If you would like to compare the text in the comments made prior to March 31, 2023 that quoted from the post to the post as it is now (March 31, 2023), click here [Internet Archive link] for the most recent Internet Archive copy of the post.]
So, so true! I left the marriage a year and a half ago. I remember just standing in my friends bathroom and feeling so shameful. At the time I couldn’t quite put my finger on why. Now I know it’s because by body was treated like an object. Because sex was used as a weapon against me the only thing my body and emotions know to feel is shame and disgust. As I get whole and healed the shame is not as strong but it is still deep in me. I can have nothing but a great day, full of laughter with friends and still at the end of it feel guilty and wrong. I have to purpose to not see myself as a “problem” but as a gift to others. Wow….these blogs are really helping me get to the bottom of what is really going on.
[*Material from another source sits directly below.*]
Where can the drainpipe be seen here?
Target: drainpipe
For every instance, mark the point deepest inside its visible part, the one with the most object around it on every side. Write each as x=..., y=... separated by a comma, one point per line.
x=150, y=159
So glad you are finding help here. It is a real battle to put out the flaming missiles of shame. We have to keep putting them out. Then put them out again. Christ is our armor and it is His truth that we need to constantly flood our minds with. Going through the New Testament epistles and looking carefully at the various names the Lord calls us by as His own people is a huge help. Notice He is not ashamed of us, and I have yet to have anyone demonstrate to me that the Lord calls His own people “sinners”. Press on!
Shame as a virus that affects everything on the hard drive….
What a great image. Steve T is one of my heroes!
I sometimes wonder if shame might more properly be called “condemnation”. The two feelings don’t seem much different.
Shame seems to be the core legacy of abuse. I wonder how to heal it as it keeps being triggered and then one is awash in that painful shame and humiliation. It is rightfully the abuser’s shame, but the victim experiences it and suffers it.
Such a good post!
Hi, Anony,
You may have seen that we have a tag for Shame. It currently has 30+ posts that you may also find helpful.
Funny….reading through the Steven Tracy quote, my mind was caught by the same image as Barb’s:
Of all the books or descriptions I have read on shame, I find his quote the most effective — and evocative — of any I have read.
Just had a thought that might add to the analogy….
A “worm”, a form of standalone computer malware, replicates and spreads to other computers. And worms do tend to have negative connotations throughout the Bible.
Finding Answers, please use that thought when composing your guest post about the analogy between computer programming and abuse. It’s brilliant.